L’auteur du Crucifié de Keraliès ouvrage couronné par l’Académie française est un homme sérieux, cela se sent tout de suite en lisant son livre. Il est, de plus, modeste, et possédé des croyances qui viennent de Bretagne c’est-à-dire indéracinables. Cela-suffit, je pense, pour faire une œuvre un peu lourde, peut-être (l’auteur l’avoue lui-même dans sa préface), un peu galette de blé noir, mais saine et savoureuse. Mène, dépouillant sa virginale parure de vierge bretonne pour devenir une « Française » gauchement coquette et finalement mourant de ses remords pour retrouver, sous l’eau en quelque sorte, son vrai pays, un breton comme elle croyant et entêté, nous fait de la peine, nous intéresse, et nous pèse aussi sur le cœur.

Morgane (Armand Colin)

Mercure d’octobre 1898 pages 201-202

Ce roman a parfois été réédité sous le titre Morgane la sirène suite au film (muet) de Léonce Perret de 1927.

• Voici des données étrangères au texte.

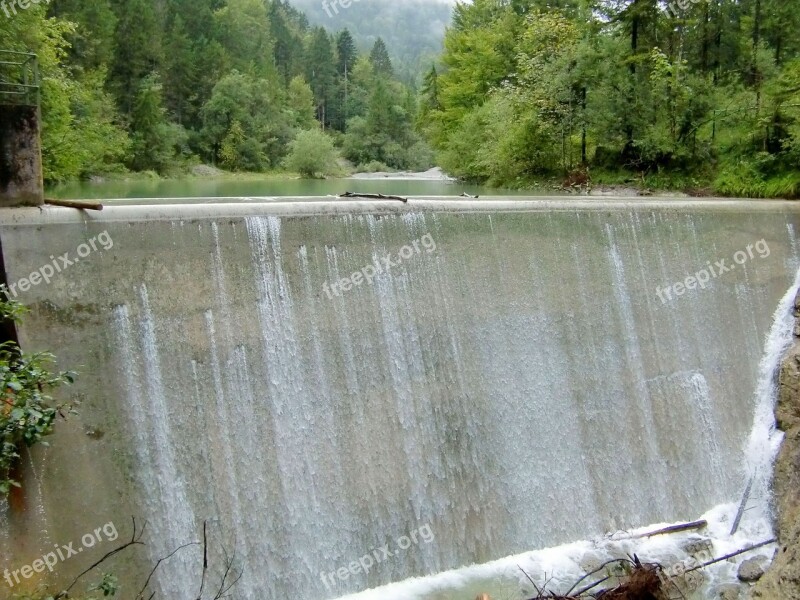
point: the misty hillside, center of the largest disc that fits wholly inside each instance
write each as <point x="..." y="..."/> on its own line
<point x="412" y="29"/>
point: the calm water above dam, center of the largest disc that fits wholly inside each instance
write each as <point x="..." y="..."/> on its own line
<point x="243" y="190"/>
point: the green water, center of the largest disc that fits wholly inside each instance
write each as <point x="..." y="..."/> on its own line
<point x="233" y="190"/>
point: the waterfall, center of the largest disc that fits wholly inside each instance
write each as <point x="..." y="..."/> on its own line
<point x="765" y="439"/>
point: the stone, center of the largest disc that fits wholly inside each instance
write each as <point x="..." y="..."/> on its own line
<point x="729" y="591"/>
<point x="751" y="569"/>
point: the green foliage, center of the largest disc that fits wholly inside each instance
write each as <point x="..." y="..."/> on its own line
<point x="153" y="86"/>
<point x="537" y="89"/>
<point x="156" y="141"/>
<point x="312" y="154"/>
<point x="27" y="411"/>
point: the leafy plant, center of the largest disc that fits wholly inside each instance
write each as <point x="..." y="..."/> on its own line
<point x="27" y="411"/>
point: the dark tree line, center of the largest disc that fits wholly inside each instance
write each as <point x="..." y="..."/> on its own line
<point x="155" y="85"/>
<point x="687" y="93"/>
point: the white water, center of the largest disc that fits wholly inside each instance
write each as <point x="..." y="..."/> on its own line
<point x="560" y="567"/>
<point x="519" y="388"/>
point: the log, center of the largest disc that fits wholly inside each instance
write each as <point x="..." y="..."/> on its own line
<point x="73" y="204"/>
<point x="742" y="504"/>
<point x="732" y="554"/>
<point x="673" y="529"/>
<point x="372" y="196"/>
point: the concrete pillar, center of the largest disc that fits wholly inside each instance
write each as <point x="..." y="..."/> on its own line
<point x="21" y="182"/>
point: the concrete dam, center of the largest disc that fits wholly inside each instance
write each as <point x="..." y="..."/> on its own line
<point x="318" y="379"/>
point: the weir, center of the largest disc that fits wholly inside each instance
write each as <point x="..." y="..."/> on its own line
<point x="517" y="383"/>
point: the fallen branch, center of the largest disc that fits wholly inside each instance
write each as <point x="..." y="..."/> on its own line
<point x="372" y="196"/>
<point x="732" y="554"/>
<point x="72" y="204"/>
<point x="742" y="504"/>
<point x="673" y="529"/>
<point x="136" y="540"/>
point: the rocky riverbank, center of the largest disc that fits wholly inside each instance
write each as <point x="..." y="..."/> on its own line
<point x="782" y="580"/>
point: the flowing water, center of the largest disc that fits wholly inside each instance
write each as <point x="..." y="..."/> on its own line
<point x="514" y="382"/>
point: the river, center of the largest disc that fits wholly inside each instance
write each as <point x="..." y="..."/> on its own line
<point x="192" y="190"/>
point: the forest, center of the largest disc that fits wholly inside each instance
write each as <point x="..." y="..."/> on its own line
<point x="245" y="85"/>
<point x="694" y="95"/>
<point x="702" y="95"/>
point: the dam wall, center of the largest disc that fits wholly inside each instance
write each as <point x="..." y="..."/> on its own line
<point x="514" y="377"/>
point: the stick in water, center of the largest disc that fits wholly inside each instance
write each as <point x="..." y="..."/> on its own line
<point x="72" y="204"/>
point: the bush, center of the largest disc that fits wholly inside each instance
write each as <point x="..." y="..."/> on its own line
<point x="27" y="412"/>
<point x="312" y="154"/>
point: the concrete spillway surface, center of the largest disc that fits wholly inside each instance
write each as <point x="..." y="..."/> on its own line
<point x="318" y="379"/>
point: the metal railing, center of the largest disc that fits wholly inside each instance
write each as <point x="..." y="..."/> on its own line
<point x="20" y="81"/>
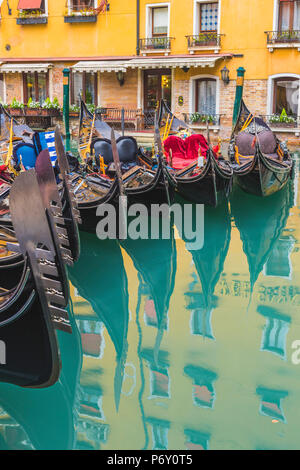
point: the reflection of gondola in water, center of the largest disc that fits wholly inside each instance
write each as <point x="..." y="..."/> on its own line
<point x="100" y="278"/>
<point x="155" y="261"/>
<point x="260" y="223"/>
<point x="209" y="260"/>
<point x="48" y="417"/>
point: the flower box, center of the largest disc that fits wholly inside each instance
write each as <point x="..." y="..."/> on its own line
<point x="16" y="111"/>
<point x="80" y="19"/>
<point x="33" y="20"/>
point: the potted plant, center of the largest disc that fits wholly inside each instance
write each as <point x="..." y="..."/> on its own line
<point x="16" y="108"/>
<point x="33" y="108"/>
<point x="74" y="110"/>
<point x="87" y="15"/>
<point x="51" y="108"/>
<point x="31" y="17"/>
<point x="282" y="120"/>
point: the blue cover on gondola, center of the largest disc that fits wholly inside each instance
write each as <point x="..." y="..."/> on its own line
<point x="47" y="141"/>
<point x="26" y="153"/>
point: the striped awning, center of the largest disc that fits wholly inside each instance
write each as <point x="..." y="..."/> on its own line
<point x="27" y="68"/>
<point x="147" y="63"/>
<point x="29" y="4"/>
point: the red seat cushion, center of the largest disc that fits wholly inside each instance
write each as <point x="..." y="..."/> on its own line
<point x="192" y="145"/>
<point x="185" y="152"/>
<point x="180" y="163"/>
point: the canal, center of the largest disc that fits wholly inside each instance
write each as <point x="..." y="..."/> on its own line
<point x="176" y="348"/>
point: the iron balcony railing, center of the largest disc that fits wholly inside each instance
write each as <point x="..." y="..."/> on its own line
<point x="163" y="43"/>
<point x="204" y="39"/>
<point x="283" y="37"/>
<point x="202" y="119"/>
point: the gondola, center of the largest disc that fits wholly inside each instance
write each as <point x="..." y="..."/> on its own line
<point x="198" y="172"/>
<point x="88" y="191"/>
<point x="61" y="213"/>
<point x="100" y="278"/>
<point x="261" y="163"/>
<point x="32" y="310"/>
<point x="260" y="223"/>
<point x="142" y="177"/>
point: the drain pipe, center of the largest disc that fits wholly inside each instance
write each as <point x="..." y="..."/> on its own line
<point x="137" y="27"/>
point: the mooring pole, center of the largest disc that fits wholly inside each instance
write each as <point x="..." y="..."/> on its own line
<point x="238" y="93"/>
<point x="66" y="112"/>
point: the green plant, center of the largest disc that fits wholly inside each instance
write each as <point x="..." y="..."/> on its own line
<point x="74" y="108"/>
<point x="283" y="118"/>
<point x="15" y="104"/>
<point x="33" y="104"/>
<point x="48" y="104"/>
<point x="91" y="107"/>
<point x="29" y="13"/>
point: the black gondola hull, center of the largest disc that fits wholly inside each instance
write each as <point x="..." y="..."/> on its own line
<point x="262" y="180"/>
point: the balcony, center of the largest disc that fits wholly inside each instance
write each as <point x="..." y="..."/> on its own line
<point x="204" y="41"/>
<point x="156" y="45"/>
<point x="77" y="18"/>
<point x="32" y="17"/>
<point x="283" y="124"/>
<point x="283" y="39"/>
<point x="200" y="121"/>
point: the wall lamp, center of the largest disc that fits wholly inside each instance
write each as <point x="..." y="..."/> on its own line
<point x="225" y="75"/>
<point x="120" y="77"/>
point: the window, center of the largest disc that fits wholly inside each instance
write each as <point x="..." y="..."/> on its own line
<point x="160" y="20"/>
<point x="205" y="99"/>
<point x="286" y="96"/>
<point x="81" y="5"/>
<point x="289" y="15"/>
<point x="34" y="5"/>
<point x="36" y="86"/>
<point x="209" y="14"/>
<point x="84" y="84"/>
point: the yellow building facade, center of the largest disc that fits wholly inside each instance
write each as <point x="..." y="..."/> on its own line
<point x="129" y="56"/>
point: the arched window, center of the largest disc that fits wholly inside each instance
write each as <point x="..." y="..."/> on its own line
<point x="286" y="95"/>
<point x="205" y="96"/>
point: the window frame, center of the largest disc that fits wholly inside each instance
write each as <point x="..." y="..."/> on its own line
<point x="72" y="11"/>
<point x="197" y="17"/>
<point x="271" y="91"/>
<point x="149" y="19"/>
<point x="72" y="94"/>
<point x="45" y="14"/>
<point x="200" y="4"/>
<point x="280" y="13"/>
<point x="36" y="85"/>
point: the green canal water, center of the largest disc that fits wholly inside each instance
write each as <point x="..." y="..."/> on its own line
<point x="175" y="348"/>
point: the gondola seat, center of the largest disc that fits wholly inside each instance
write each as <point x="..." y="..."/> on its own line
<point x="102" y="147"/>
<point x="185" y="152"/>
<point x="26" y="154"/>
<point x="127" y="149"/>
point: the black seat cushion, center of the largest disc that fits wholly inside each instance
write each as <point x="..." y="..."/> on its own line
<point x="102" y="147"/>
<point x="127" y="148"/>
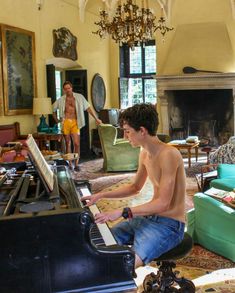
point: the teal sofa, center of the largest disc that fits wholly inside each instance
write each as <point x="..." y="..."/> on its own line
<point x="226" y="177"/>
<point x="211" y="224"/>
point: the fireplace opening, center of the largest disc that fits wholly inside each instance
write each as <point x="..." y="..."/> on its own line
<point x="207" y="114"/>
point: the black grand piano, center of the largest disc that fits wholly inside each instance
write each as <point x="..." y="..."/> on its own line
<point x="49" y="241"/>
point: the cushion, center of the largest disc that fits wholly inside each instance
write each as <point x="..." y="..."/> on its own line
<point x="226" y="170"/>
<point x="227" y="184"/>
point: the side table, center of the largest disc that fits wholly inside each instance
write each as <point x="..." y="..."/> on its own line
<point x="44" y="139"/>
<point x="188" y="147"/>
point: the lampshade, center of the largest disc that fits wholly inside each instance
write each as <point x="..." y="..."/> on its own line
<point x="42" y="106"/>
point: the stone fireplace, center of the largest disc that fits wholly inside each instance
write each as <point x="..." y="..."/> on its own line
<point x="201" y="105"/>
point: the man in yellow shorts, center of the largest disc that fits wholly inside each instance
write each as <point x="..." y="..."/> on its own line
<point x="71" y="108"/>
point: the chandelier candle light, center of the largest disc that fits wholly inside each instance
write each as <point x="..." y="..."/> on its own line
<point x="130" y="25"/>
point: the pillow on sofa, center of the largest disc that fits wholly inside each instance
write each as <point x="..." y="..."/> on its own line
<point x="226" y="171"/>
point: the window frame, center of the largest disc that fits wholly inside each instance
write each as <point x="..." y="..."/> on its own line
<point x="125" y="67"/>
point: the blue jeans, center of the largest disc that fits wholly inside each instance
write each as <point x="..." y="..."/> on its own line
<point x="150" y="236"/>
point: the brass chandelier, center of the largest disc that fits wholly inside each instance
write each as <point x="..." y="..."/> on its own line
<point x="130" y="25"/>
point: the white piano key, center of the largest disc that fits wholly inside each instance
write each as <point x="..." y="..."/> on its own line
<point x="103" y="228"/>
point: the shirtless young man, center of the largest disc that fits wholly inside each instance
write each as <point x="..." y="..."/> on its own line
<point x="158" y="225"/>
<point x="71" y="108"/>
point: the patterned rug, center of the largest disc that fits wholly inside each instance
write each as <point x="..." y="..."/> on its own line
<point x="200" y="263"/>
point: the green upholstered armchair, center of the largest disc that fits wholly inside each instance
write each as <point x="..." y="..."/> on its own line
<point x="211" y="224"/>
<point x="118" y="153"/>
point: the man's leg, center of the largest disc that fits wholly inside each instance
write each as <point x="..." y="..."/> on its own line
<point x="138" y="261"/>
<point x="68" y="147"/>
<point x="67" y="143"/>
<point x="76" y="146"/>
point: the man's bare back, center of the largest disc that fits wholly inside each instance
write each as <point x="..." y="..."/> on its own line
<point x="154" y="166"/>
<point x="70" y="109"/>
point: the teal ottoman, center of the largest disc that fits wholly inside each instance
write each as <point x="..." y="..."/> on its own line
<point x="212" y="225"/>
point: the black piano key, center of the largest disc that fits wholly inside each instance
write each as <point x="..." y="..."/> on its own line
<point x="96" y="236"/>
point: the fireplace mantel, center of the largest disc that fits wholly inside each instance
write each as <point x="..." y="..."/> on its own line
<point x="196" y="81"/>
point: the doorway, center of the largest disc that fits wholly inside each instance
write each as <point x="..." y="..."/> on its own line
<point x="79" y="80"/>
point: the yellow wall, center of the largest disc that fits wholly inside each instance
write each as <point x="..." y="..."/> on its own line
<point x="93" y="54"/>
<point x="203" y="37"/>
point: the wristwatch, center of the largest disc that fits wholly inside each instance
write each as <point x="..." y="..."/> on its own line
<point x="127" y="213"/>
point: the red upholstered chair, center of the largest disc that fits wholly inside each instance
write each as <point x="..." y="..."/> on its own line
<point x="11" y="133"/>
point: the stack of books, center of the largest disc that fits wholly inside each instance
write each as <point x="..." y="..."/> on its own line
<point x="227" y="197"/>
<point x="192" y="139"/>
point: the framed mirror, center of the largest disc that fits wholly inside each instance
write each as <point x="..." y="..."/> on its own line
<point x="98" y="92"/>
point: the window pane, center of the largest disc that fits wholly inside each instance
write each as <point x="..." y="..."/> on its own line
<point x="135" y="60"/>
<point x="123" y="93"/>
<point x="130" y="92"/>
<point x="150" y="87"/>
<point x="58" y="84"/>
<point x="150" y="59"/>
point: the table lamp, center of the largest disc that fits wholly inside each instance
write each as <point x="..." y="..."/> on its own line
<point x="42" y="106"/>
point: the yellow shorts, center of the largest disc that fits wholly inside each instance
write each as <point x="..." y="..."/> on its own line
<point x="70" y="127"/>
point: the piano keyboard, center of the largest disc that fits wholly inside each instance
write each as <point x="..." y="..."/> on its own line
<point x="102" y="234"/>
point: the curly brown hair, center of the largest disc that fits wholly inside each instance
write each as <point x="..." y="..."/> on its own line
<point x="144" y="115"/>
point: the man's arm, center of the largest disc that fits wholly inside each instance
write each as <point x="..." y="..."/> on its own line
<point x="169" y="164"/>
<point x="54" y="115"/>
<point x="124" y="191"/>
<point x="97" y="120"/>
<point x="164" y="192"/>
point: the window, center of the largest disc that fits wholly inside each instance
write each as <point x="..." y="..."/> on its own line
<point x="136" y="70"/>
<point x="59" y="90"/>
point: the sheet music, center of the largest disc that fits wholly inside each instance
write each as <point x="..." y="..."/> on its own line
<point x="40" y="161"/>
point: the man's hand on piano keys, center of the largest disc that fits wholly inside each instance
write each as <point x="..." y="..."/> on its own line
<point x="90" y="199"/>
<point x="108" y="216"/>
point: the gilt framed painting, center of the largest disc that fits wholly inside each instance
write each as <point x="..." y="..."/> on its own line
<point x="19" y="73"/>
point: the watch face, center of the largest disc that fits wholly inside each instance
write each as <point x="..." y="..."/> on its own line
<point x="125" y="213"/>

Histoire très, ultra-romanesque pour les jeunes filles. Cela ressemble à du Paul Féval pour les imaginations politiques. Une petite mondaine bretonne et son cousin breton… qui descend du roi Arthur. Tous les deux tombent des joies parisiennes dans la mélancolie de la Bretagne aux équinoxes. Le journal d’Annette est une de ces nomenclatures de bonnes actions selon la morale des gens bien élevés qui fait plaisir à feuilleter, tant on sent cela éloigné de la vie ordinaire. Annette soigne tous les miséreux du pays, ornée de la mante à capuchon modeste que l’on sait, puis elle n’épouse pas son cousin sans qu’on sache pourquoi et cela se corse de l’entrée en scène de Morgane, une S.A.R. comtesse de Bangor, princesse de Galles, possédant 500 millions de fortune à vingt-quatre ans et désireuse (il faut bien faire quelque chose) de reconstituer le royaume de Galles et d’en partager le trône avec le dernier descendant du roi Arthur, héritier légitime. Là-dessus péripéties politiques et longues généalogies. Il y a un palais de jaspe et de porphyre très peu moderne dans une île déserte et la maîtresse de ce palais prend ses bains de mer au moment des plus violentes tempêtes, mais tout finit proprement par l’immersion éternelle de Morgane l’empoisonneuse et le mariage du chevalier Arthur qui descend du trône chimérique pour n’épouser que sa cousine. Ce roman, qui a l’air complètement fou tant il est soigneusement écrit en français moderne, pour ne conter qu’un conte de fée absurde et prétentieux, est curieux en ce sens qu’il résume d’une façon très juste les rêves des dites jeunes filles, et c’est presque une terrible malice de l’auteur de leur avoir osé servir le formidable pot-pourri de leurs pensées les plus secrètes. En cela seul ce serait vraiment un chef-d’œuvre que Morgane.